The production tells the story of two Jewish cousins in Brooklyn—Joe Kavalier, a refugee who escaped Nazi-occupied Prague in a coffin and Sam Clay, a closeted survivor of polio with dreams of writing the great American novel. Instead, they create “The Escapist”—an anti-fascist superhero who liberates the oppressed and punches Nazis on every other cover.
Their only-in-America success story runs parallel to only-in-America tragedy. While the Escapist saves everyone in four-color glory, the real world keeps its brutal tempo.
The Ark of Miriam—the ship carrying Jewish refugee children including Joe’s sister—gets torpedoed by a U-boat. Sam gets caught in an FBI raid at a secret party for gay men, sending off his partner Tracy (the radio voice of the Escapist) to fight in Europe. Joe vanishes to fight in Europe. Rosa and Sam are left to raise Sarah, Joe’s daughter, together. Secret identities made real.
The opera’s three-world structure—Nazi Prague, 1940s New York, and the comic book dimension—lets Bates and Scheer explore how fantasy and reality bleed into each other. When the Escapist saves the day, we see both the beautiful lie and the crushing truth.
The Escapist can’t escape the real world.
Opera is Cinema. Cinema is Opera.
The production and score borrow significantly from familiar cues of superhero cinema. Which is not a bad thing. It modernizes the operatic form by leveraging and subverting those tropes. Mason Bates knows exactly what he’s doing—you can practically hear Elfman’s Batman score peek through. There’s even some of the anxiety of Zimmer’s Avengers theme.
The special effects are the type of live production design that one can only really find at the Met. The scale, height and depth of the stage allow for a mix of stagecraft, digital projection, wire work and special effects that give the feeling you’re watching a movie unfold live in front of you.
Comic panels literally transform into three-dimensional space. Luna Moth doesn’t just appear—she flies on wires across the Met’s massive stage. Influences of superhero cinema like Burton’s Batman, Beatty’s Dick Tracy, and Raimi’s Spider-Man are easy to spot in the production.
There are so many connections between early cinema and opera, you can’t fail to see the cinema giving back to a production like Kavalier & Clay in such an impressive manner. The medium that opera birthed comes home to pay its respects in this production.
Its scale is immersive. Overwhelming.
Four-Color Performances
The four main leads are outstanding—with Sun-Ly Pierce as Rosa Saks the clear standout.
When she sings the aria creating the heroine Luna Moth—drawing hope into existence from her grief—the entire house goes silent. This is what opera can do that nothing else can: make you feel the weight of history through one human voice.

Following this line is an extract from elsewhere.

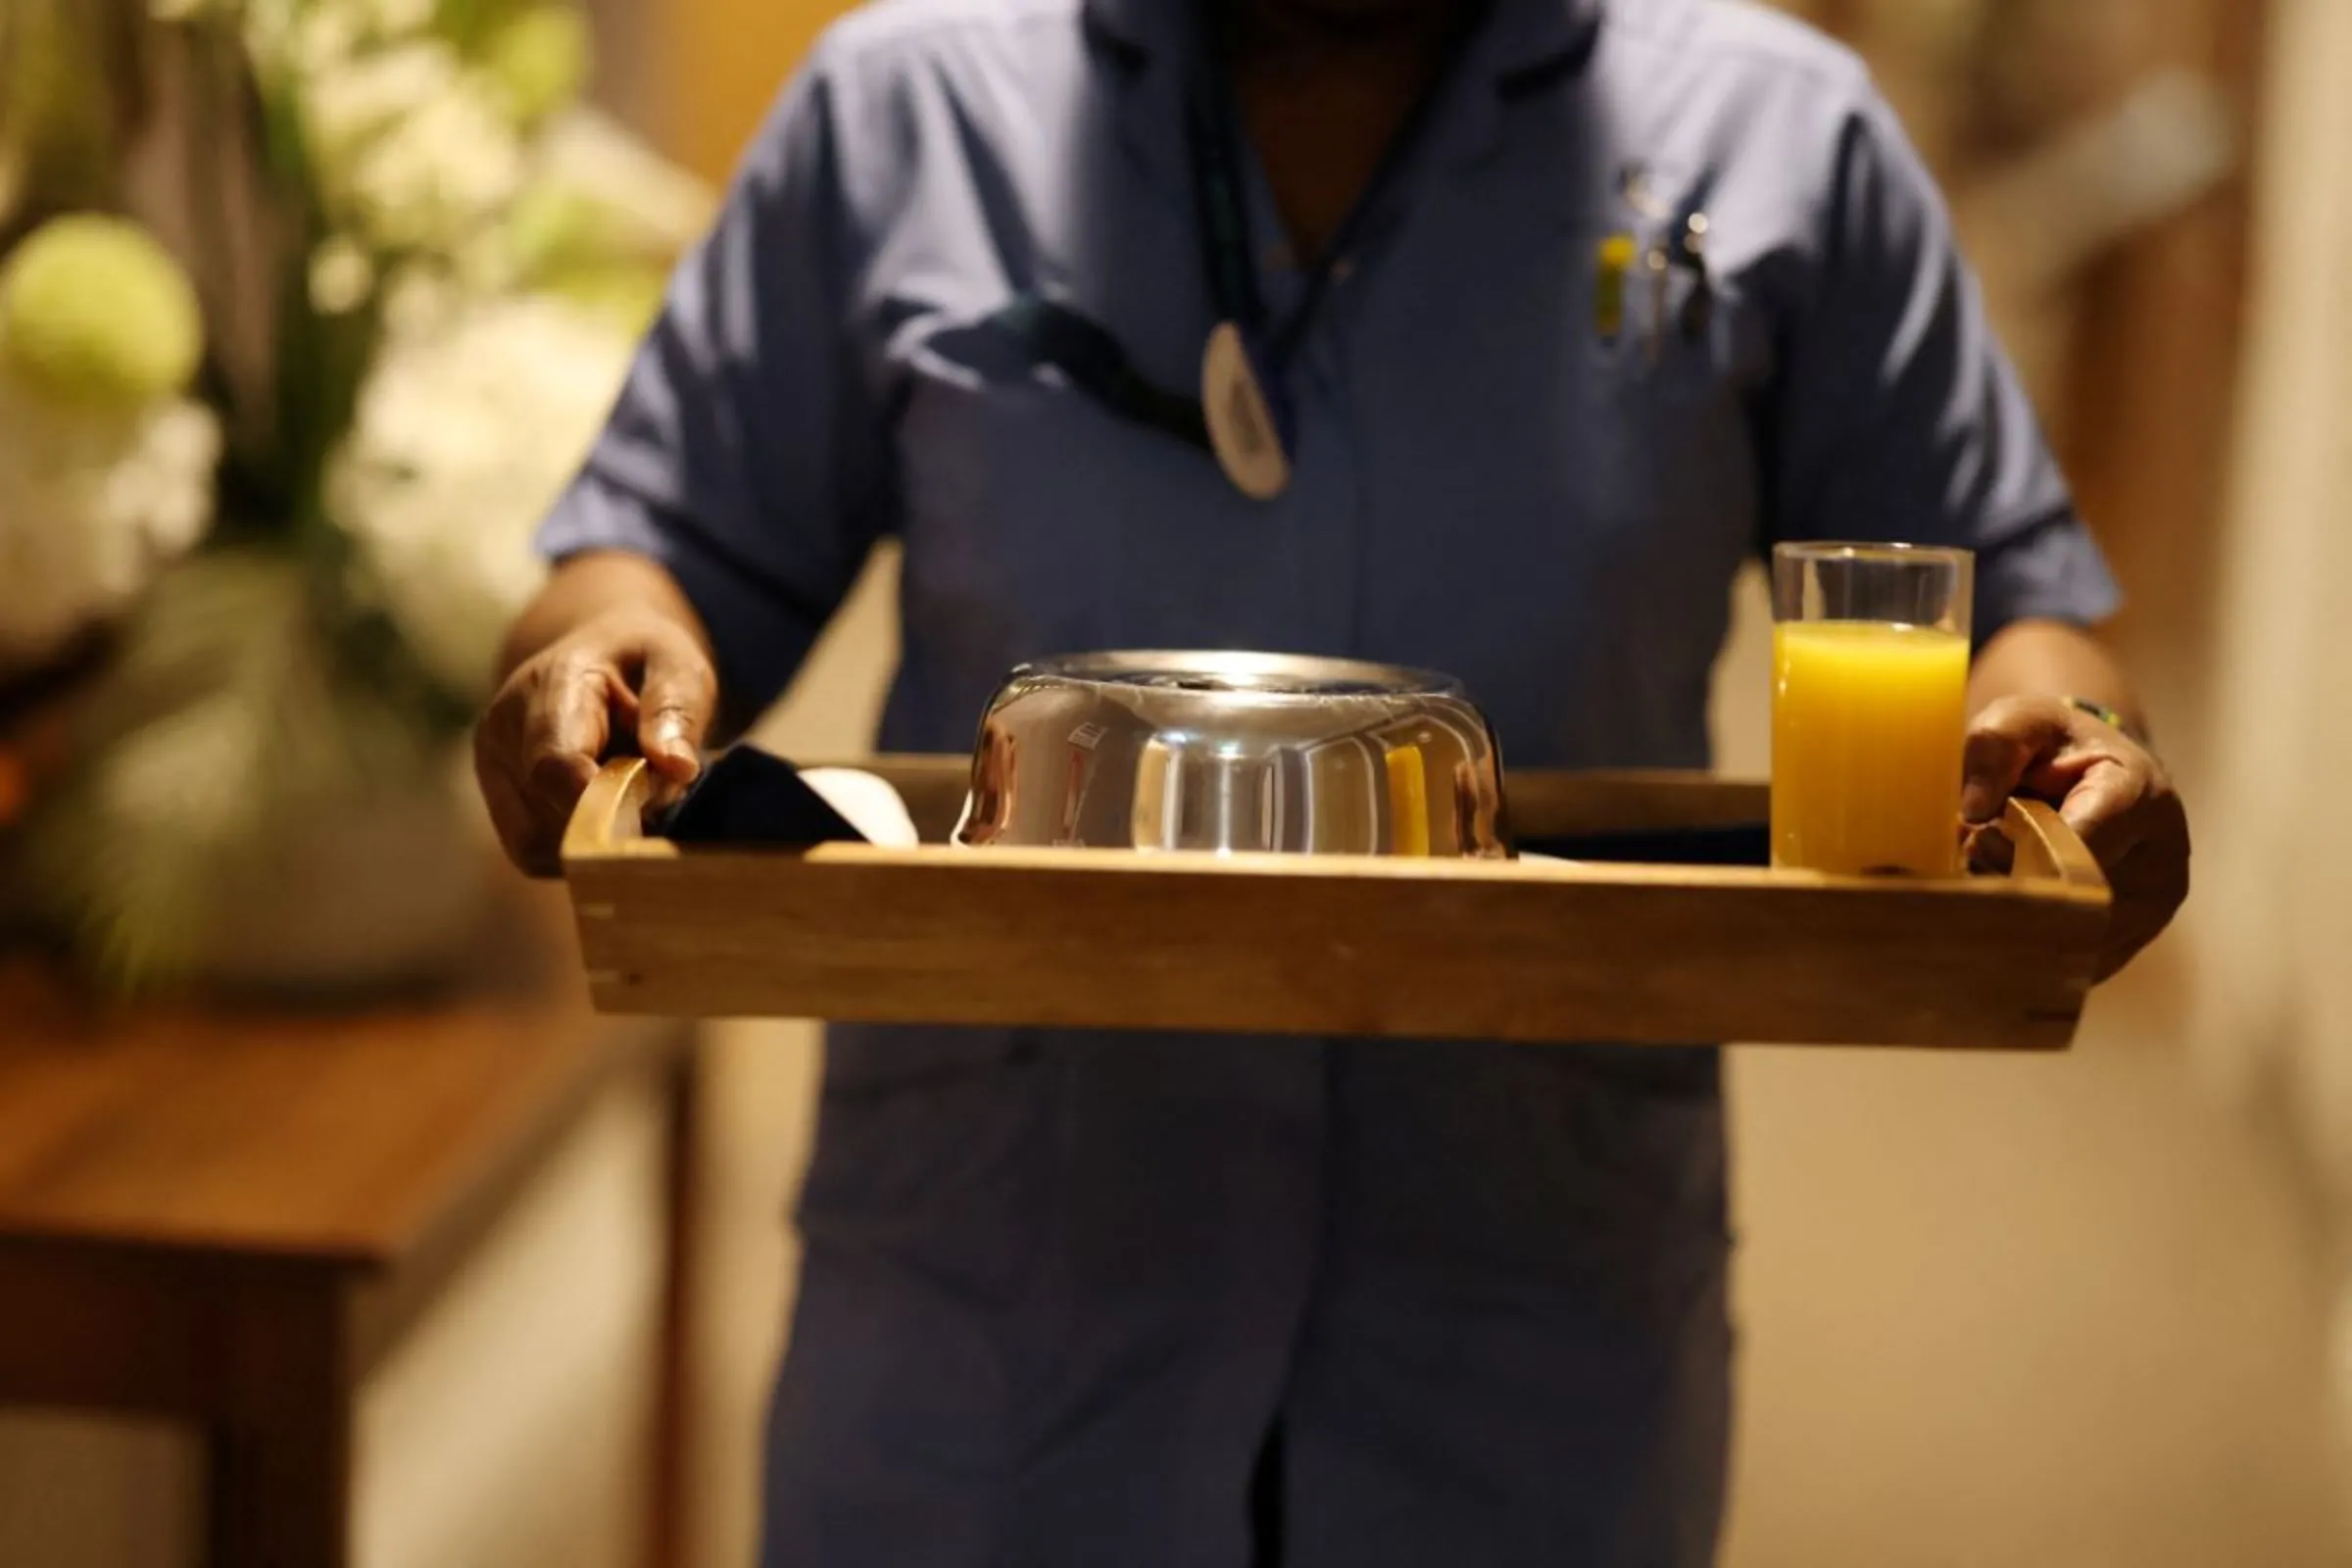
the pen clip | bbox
[1642,242,1674,368]
[1593,231,1637,344]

Andrzej Filończyk as Joe Kavalier carries the weight of survivor’s guilt in every gesture. Miles Mykkanen’s Sam Clay perfectly captures the wise-cracking surface hiding closeted pain. Edward Nelson’s Tracy Bacon—the voice of the Escapist on radio—makes his doomed love affair with Sam genuinely heartbreaking.

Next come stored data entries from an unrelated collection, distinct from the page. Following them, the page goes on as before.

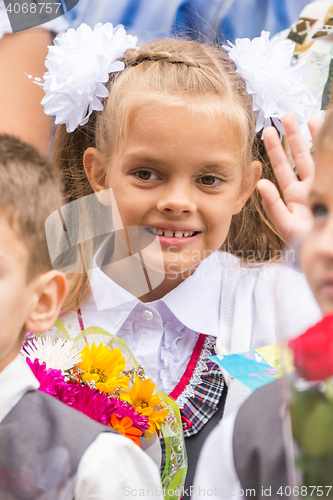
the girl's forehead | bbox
[104,95,252,171]
[129,96,235,122]
[310,149,333,198]
[127,104,241,146]
[113,114,243,181]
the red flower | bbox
[288,315,333,381]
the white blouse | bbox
[66,238,322,412]
[80,241,222,394]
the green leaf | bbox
[300,400,333,456]
[296,454,333,488]
[291,389,321,442]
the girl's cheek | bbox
[299,236,313,278]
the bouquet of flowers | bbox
[288,315,333,493]
[22,335,168,447]
[21,317,187,500]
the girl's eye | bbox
[134,170,159,181]
[198,175,222,186]
[312,204,328,218]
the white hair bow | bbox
[224,31,316,136]
[29,23,137,133]
[30,25,314,137]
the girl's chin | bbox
[320,300,333,316]
[142,255,199,275]
[163,262,199,278]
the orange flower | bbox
[121,375,169,439]
[109,414,142,446]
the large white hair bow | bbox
[32,25,314,137]
[30,23,137,133]
[224,31,316,136]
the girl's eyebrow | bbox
[122,153,169,166]
[199,161,237,172]
[308,188,325,201]
[122,154,238,170]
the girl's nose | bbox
[316,219,333,260]
[156,183,197,215]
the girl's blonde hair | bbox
[52,38,284,311]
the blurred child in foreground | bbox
[0,134,162,499]
[192,111,333,499]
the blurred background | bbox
[62,0,314,43]
[0,0,320,154]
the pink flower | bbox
[114,399,149,432]
[69,385,117,425]
[26,358,64,396]
[54,383,77,406]
[26,358,149,433]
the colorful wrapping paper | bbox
[211,344,284,392]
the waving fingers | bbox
[262,125,297,195]
[257,179,289,240]
[308,117,322,144]
[281,113,315,186]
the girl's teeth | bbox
[152,228,197,237]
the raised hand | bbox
[257,113,322,245]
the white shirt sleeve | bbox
[75,432,163,499]
[192,414,243,500]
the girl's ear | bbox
[83,147,111,205]
[25,271,68,334]
[233,160,262,215]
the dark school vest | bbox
[0,390,115,500]
[233,379,288,499]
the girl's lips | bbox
[145,224,201,234]
[157,232,201,247]
[319,280,333,298]
[144,227,201,246]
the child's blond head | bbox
[55,39,259,197]
[97,39,255,174]
[53,38,284,309]
[0,134,63,280]
[300,110,333,315]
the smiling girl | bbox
[83,98,259,298]
[39,26,320,492]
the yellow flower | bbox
[122,375,169,438]
[79,343,130,394]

Having only heard the music live and in performance, it’s impossible to judge it in total. I can say that several of the numbers—including Rosa’s memorable aria creating Luna Moth and the prayers of Joe Kavalier’s lost family—have not left my thoughts since Friday.
I look forward to the Met’s radio broadcast so I can listen in full.

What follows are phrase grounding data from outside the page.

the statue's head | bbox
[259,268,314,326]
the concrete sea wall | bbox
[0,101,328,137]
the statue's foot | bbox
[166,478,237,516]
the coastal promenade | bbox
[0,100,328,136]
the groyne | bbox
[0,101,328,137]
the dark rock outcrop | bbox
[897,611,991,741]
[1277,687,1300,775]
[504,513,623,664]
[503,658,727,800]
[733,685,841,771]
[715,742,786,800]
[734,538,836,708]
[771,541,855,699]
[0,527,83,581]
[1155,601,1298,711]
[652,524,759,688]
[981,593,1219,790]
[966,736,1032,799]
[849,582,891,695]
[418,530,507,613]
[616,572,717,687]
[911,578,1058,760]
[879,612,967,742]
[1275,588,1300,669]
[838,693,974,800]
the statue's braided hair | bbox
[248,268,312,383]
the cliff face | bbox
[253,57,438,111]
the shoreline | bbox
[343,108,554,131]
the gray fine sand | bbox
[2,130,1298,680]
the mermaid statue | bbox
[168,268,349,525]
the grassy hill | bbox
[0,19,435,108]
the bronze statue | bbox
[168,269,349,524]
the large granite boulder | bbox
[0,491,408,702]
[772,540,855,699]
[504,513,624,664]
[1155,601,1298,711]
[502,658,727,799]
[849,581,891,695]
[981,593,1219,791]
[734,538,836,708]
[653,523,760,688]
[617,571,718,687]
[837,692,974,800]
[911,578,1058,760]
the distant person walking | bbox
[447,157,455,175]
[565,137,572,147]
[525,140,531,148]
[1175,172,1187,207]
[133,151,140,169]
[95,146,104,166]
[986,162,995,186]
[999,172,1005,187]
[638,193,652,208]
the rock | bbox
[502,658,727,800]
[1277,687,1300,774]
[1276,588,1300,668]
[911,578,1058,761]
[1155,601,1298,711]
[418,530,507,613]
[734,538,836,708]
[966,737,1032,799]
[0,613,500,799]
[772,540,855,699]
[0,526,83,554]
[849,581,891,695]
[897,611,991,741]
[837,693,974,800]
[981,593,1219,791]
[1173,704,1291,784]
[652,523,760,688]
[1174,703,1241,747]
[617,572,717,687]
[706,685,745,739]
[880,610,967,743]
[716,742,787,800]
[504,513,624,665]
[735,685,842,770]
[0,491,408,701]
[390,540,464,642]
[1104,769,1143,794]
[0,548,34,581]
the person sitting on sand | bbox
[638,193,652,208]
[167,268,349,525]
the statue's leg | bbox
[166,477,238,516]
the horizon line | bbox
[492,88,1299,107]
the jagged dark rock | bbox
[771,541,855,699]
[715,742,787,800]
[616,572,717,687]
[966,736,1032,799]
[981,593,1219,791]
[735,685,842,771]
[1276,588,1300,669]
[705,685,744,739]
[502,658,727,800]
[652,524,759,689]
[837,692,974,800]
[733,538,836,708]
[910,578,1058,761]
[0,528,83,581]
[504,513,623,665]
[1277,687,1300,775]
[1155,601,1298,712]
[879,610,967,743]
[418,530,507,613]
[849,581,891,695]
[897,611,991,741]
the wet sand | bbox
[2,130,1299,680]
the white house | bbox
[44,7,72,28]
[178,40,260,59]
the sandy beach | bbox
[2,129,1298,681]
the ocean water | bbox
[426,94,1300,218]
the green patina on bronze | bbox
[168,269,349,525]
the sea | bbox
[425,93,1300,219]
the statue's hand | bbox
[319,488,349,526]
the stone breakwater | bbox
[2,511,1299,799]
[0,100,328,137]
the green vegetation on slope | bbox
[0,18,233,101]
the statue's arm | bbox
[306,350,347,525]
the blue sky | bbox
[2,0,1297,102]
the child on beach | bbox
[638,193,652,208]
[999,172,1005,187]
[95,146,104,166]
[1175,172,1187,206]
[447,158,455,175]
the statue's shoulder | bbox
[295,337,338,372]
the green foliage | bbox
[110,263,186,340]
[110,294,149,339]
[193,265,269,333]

The Amazing Adventures of Bob and Willa
The opera’s questions about America resonated even more when, less than 24 hours later, I sat down to watch Paul Thomas Anderson’s One Battle After Another—his $140 million screwball revolutionary epic about Bob Ferguson (DiCaprio), a washed-up radical trying to save his daughter Willa from forces Joe Kavalier would recognize all too well.
These are wildly different works but they’re both asking the exact same question about America.
Is America meant to be a refuge?
How do fathers protect their daughters in a world gone mad?
Joe Kavalier can’t save his sister on the Ark of Miriam. Bob and Willa barely escape their revolutionary past. Bob’s old comrades in the French ‘75 are still fighting their delusional war. The FBI raids Sam’s world while claiming to protect America. The Christmas Adventurers destroy lives for their cause.
Everyone’s fighting for their version of America.
But the only real heroes are those who choose family over ideology. Sam and Rosa raise Sarah after Joe disappears. Bob and Willa survive together.
And while both works confront moments of deep tragedy and violence brought forth by inhumanity—these choices leave us with light as their coda.
As Rosa sings: “Choose hope even though it’s hopeless. Come home. Come home. Come home.”
Their hope are their daughters. Young lives who embodies real promise.
“She was an American girl.”
An Opera for Our Times
The Amazing Adventures of Kavalier and Clay is what modern American opera can and should be! Not dusty European imports! Not safe revivals!
Our story—immigrants and outsiders drawing themselves as heroes while the world burns around them. Finding love and connection and yes heroism amidst the deepest human tragedy!
The Met took a real risk here. It paid off spectacularly.
Go see it!
Five performances remain through October 11th. Family Circle seats start at $65. Far less than you’d pay for mediocre Broadway!